Electron microscopy studies from a 3-week-old wild-type fly show intact ommatidia with seven photoreceptor cells (R1–7) present (a,e; arrowheads in a point to the photoreceptor cell somata). Performing sections from the retina of a sws¹ mutant fly shortly before eclosion (pharate adult) shows that photoreceptors develop normally (b) and persist during the first 2 weeks of adulthood (c, 14 days), although occasionally ommatidia missing a single photoreceptor can be found (arrow). However, after 23 days of ageing (which, due to the reduced live span of sws¹, is shortly before these flies die), photoreceptor degeneration is evident in all ommatidia by the loss of photoreceptors (arrows in d), and in the condensed and darkly stained cell somata of the photoreceptors that are still present (arrowheads). In addition, vacuoles can be found in the somata (arrowheads in f,h) and the rhabdomeres are shrunken. In some photoreceptors, membranous structures can be found (arrow in g). Knocking down SWS specifically in the eye using an RNA interference (RNAi) construct expressed by GMR-GAL4 showed that newly enclosed flies look normal with all the seven photoreceptors R1–7 present (i,m). At 7 days of age the ommatidia still look wild type (j,n), but at 4 weeks the photoreceptors clearly show degeneration with vacuoles forming in the photoreceptor somata (arrows in k,o) and loss of some photoreceptors (arrowhead in k). Raising the flies in the dark resulted in a comparable photoreceptor degeneration in 30-day-old flies (l,p). Scale bar, 4 μm (a), 2 μm (e).

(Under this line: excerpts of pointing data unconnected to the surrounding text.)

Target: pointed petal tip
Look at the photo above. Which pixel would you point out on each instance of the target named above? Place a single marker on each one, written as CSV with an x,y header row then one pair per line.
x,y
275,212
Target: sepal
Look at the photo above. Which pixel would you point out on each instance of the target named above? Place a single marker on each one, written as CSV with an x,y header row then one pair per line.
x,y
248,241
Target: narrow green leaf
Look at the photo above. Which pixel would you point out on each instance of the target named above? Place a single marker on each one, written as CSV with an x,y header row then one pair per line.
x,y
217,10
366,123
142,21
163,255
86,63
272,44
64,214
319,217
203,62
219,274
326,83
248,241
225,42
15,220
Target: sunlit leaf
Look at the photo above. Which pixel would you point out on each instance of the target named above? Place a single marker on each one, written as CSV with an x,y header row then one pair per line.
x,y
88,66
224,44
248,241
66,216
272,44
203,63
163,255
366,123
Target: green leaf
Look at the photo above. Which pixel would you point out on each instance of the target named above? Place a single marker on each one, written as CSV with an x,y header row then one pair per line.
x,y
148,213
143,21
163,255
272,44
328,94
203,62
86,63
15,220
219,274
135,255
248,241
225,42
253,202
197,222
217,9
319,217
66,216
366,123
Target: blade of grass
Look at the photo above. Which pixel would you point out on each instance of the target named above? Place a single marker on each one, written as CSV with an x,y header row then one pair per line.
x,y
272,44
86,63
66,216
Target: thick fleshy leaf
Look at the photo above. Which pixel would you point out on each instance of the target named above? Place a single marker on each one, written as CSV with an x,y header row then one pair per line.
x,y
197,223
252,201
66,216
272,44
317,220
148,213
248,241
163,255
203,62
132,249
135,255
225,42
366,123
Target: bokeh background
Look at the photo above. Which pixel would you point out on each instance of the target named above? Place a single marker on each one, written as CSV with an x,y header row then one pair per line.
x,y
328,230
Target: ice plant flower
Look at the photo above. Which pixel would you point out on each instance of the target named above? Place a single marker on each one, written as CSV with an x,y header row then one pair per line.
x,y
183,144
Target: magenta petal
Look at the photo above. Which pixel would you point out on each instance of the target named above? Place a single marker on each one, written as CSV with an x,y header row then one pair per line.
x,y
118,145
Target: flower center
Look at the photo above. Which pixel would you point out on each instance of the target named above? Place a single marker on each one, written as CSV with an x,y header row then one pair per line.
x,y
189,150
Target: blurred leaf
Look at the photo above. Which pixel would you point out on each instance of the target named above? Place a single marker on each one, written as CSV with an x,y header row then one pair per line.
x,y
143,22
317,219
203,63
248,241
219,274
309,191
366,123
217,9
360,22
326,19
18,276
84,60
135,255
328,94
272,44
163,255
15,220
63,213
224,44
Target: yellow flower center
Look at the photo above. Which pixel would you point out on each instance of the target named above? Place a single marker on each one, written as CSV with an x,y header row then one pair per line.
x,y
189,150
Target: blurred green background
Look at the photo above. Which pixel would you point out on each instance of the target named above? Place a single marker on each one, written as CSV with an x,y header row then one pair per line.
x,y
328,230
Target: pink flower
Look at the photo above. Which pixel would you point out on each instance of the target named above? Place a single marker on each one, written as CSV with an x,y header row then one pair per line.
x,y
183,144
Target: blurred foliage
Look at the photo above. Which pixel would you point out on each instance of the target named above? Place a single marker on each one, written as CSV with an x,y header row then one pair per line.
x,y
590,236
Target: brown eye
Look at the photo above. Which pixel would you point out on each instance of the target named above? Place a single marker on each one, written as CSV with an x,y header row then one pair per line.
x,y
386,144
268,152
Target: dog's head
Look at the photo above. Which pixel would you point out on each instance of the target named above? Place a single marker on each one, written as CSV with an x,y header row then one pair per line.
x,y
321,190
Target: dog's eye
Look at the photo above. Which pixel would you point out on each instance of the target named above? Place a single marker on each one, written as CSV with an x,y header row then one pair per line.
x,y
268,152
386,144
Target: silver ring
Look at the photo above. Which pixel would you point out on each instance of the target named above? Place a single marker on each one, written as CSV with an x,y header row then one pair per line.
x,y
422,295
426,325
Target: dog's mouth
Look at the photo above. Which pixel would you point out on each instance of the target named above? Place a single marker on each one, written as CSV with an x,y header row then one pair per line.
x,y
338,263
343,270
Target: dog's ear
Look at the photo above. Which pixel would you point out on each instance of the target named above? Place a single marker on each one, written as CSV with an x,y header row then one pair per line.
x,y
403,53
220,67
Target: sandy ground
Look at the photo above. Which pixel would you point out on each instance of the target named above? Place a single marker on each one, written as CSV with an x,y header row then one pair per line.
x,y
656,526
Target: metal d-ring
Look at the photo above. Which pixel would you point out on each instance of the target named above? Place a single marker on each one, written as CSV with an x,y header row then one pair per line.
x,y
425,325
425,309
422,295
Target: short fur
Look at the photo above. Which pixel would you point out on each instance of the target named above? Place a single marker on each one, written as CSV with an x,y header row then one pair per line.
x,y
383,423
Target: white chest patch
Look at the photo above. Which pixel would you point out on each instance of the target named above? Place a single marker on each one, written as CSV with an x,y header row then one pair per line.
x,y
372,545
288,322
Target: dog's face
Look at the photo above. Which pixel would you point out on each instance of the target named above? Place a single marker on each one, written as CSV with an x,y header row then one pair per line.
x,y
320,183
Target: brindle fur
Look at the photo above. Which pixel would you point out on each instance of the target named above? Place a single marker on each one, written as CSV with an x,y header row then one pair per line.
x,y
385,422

Figure 6. Phospholipid metabolism is altered in SWS mutant flies

(a) PNPLA6 (NTE)-related metabolic pathway. POC, phosphorylcholine; GPC, glycerolphosphocholine; LPC, lysophosphatidylcholine; LPA, lysophosphatidic acid; LPARs, lysophosphatidic acid receptors; PCH, phosphatidylcholine; PA, phosphatidic acid; GPCDE, glycerolphosphocholinediesterase; NTE, neuropathy target esterase; LCAT, lecithin-cholesterol acyltransferase; PLA1, phospholipase A1; PLA2, phospholipase A1; PLB, phospholipase B; LPCH, lysophosphatidylcholine hydrolase; LIPH, lipase H; ATX, autotaxin. (b) Elevated PC, LPC and LPA levels in SWS mutant flies. Wild-type Drosophila (CS), (n = 8); mutant heterozygotes (SWS/CS), n = 4; sws¹-null mutants (SWS), n = 5. PC, LPC and LPA levels (y axis) are expressed in pmol of individual compounds per mg of protein. The means±s.d. for individual groups and P-values (t-test) are indicated; *P ≤ 0.05, **P ≤ 0.01, ***P ≤ 0.001; n.s., not significant. Experiments were repeated twice.